A third objection has been brought forward by Leyden, and is really an enlargement on the second. It is, that various lesions or morbid processes may underlie the same clinical history. In four autopsies of cases presenting all the clinical history of acute anterior poliomyelitis this author has found three different lesions. In one an extensive lepto-meningitis, together with irregular focal sclerosis of the white columns, evidently depended upon the latter, and in turn caused sclerosis of the anterior cornua with consequent destruction of their cells.114 In two other cases an anterior poliomyelitis was accompanied by diffused lesions of the central canal. Finally, in a fourth case the lesions were limited to the anterior cornua, as is most usual.
114 This case of Leyden's throws light on the two autopsies by Laborde with sclerosis of the white columns and intact cornua. It seems probable that a process originating in the cornua had then been arrested or had receded, while continuing its evolution in the white columns.
The theory of acute atrophy of ganglionic cells is not sensibly different from that of a parenchymatous myelitis.115 But all the objections which can be urged against the former theory apply to the latter also, with the exception that the hypothesis of inflammation suggests a cause for the otherwise inexplicable atrophy. Observation of the pathological appearances alone could not decide whether the irritation started in the parenchymatous or interstitial tissues. Reference to the etiology of the disease shows that of the two most frequent apparent causes, blood-poisoning and traumatisms, the first would indicate that the inflammation started in the connective tissue supporting the blood-vessels; the second suggests that the irritation began in the spinal elements constituting the origin of the nerves.
115 Hammond assumes such a form of myelitis in his classification of inflammations limited to the anterior part of the gray matter of the spinal cord:
1. Inflammation of motor and trophic nerve-cells: (a) Infantile spinal paralysis; (b) Spinal paralysis of adults; (c) Pseudo-hypertrophic spinal paralysis.

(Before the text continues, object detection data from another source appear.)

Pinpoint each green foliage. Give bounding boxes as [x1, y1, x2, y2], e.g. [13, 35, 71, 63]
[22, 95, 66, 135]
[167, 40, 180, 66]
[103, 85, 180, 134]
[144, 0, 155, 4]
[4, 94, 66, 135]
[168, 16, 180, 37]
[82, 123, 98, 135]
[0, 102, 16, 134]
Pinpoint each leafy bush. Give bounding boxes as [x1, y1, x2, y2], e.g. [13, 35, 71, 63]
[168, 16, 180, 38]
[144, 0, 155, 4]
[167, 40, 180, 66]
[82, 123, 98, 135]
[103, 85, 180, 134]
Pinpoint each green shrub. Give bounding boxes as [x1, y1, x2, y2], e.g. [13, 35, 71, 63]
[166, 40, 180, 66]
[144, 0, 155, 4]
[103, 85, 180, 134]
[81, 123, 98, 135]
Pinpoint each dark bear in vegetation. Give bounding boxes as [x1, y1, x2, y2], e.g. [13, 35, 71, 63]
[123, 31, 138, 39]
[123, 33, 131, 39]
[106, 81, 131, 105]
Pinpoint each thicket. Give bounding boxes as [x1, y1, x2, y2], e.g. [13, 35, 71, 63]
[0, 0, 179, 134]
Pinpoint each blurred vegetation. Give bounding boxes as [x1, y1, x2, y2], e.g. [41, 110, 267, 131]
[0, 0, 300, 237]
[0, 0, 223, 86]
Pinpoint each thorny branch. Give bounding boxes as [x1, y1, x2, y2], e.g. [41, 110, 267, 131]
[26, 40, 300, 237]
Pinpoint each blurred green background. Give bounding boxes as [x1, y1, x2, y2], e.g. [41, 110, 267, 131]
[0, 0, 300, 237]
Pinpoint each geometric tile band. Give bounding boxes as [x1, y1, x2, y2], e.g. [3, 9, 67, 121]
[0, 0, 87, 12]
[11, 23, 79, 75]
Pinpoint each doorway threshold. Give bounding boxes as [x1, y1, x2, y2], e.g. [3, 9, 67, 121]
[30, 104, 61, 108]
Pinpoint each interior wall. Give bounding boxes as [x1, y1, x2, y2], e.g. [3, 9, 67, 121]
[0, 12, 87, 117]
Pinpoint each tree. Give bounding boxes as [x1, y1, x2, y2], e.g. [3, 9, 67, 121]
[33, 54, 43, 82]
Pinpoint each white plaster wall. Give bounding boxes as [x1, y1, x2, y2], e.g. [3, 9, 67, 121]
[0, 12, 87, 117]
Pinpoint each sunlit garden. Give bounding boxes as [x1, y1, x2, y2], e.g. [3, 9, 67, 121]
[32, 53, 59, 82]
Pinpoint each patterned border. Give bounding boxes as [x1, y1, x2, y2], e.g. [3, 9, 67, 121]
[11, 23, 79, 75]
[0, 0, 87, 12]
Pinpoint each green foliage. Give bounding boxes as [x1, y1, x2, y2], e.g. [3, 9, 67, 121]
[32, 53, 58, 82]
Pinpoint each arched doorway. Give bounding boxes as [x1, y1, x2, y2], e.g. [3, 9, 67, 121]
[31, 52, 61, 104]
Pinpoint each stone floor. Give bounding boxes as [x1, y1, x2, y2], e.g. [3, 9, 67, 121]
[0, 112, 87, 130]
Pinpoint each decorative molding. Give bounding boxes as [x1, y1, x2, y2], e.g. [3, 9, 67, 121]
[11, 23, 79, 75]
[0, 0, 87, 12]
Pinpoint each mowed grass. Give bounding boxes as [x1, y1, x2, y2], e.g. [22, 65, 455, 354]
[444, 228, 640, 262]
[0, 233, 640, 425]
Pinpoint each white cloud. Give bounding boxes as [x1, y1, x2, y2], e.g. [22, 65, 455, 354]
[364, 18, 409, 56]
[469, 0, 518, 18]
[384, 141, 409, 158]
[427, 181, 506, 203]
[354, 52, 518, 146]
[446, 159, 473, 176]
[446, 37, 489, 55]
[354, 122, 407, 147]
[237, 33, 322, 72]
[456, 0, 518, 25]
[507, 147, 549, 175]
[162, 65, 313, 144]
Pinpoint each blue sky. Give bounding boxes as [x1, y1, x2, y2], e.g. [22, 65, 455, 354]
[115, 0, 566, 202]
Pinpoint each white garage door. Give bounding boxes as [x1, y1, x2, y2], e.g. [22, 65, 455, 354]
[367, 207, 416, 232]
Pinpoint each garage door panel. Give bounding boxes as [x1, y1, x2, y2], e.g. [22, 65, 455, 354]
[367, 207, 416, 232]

2. Inflammation of motor cells: (a) Glosso-labia-laryngeal paralysis.
3. Inflammation of trophic cells: (a) Progressive muscular atrophy; (b) Progressive facial atrophy (Dis. Nerv. Syst., 6th ed., p. 464).
We think this classification open to several fundamental criticisms.
Whatever be the starting-point, however, it is very evident that the morbid process soon involves all the tissues contained in the gray matter of the anterior horns, and constitutes, therefore, a real anterior poliomyelitis.
A question of much interest is the relation to this of the lesions of the anterior roots and of the white columns. Is the atrophy of nerve-tubes a passive consequence of their separation from the ganglionic cells, the sclerosis a secondary consequence of this? or is the sclerosis the cause of the atrophy, itself the result of an irritation propagated downward from the myelitic focus, according to the usual law for secondary degenerations in motor tracts? or, finally, is it a residuum of a leucomyelitis (or of the white substance), complicating by simple extension the inflammation of the gray substance?